Today The Economist discusses the conflicting views on marriage between younger and older Chinese generations. Younger women in particular appear to receive increasing pressure from their families to marry and marry young, while the women themselves would prefer to wait (and be choosier). The trend goes hand in hand with rising empowerment and better career prospects for women.
What’s happening? Three things are at play here (and were missed by The Economist.)
#1 Marriage is no longer an economic necessity for women. With women earning their own living, marriage becomes a nice-to-have, from formerly a must-have. In this situation, not only is the urgency gone, but different factors govern women’s choices. This is the situation of the young women. While the older generation may still perceive a world of must-have marriages.
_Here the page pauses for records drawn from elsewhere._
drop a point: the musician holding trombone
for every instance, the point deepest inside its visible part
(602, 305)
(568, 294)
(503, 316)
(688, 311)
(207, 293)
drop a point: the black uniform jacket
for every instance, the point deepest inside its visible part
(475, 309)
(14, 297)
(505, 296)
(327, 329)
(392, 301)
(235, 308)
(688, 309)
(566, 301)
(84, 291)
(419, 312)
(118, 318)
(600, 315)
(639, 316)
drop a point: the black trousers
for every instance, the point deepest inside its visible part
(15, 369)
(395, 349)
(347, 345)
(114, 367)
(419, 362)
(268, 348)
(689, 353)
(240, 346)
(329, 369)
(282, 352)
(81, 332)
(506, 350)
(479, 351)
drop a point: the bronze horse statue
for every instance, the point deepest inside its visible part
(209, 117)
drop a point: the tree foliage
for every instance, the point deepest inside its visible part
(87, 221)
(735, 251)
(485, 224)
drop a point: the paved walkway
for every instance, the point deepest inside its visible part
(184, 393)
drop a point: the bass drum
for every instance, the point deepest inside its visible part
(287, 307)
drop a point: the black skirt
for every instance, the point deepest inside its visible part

#2 Professional women have other things to do. As I pointed out here, many professional, attractive, intelligent women are single at a marry-able age, and those who marry, marry later than the population average. Science says they also have better things to do than the population average. If a date competes with work that is fulfilling, bodes success and a higher income – then the date better be at least as fulfilling, easy-to-present-to-others, and liquid. Of course work and relationships fulfill different needs – but they also compete for the same, scarce resource: time. Professional women have less time and higher demands for relationships, given their alternative options. Both together are likely to keep them single.
#3 In China in particular, women wait because they can. Already in the 1990s, scientists reported skewed sex ratios at birth in China. Now, the gap between the genders is a sizeable ‘gulf’. In this situation, with more men competing for fewer women, the gentle gender determines the rule of the game. And that likely involves waiting for their best bet. On their terms.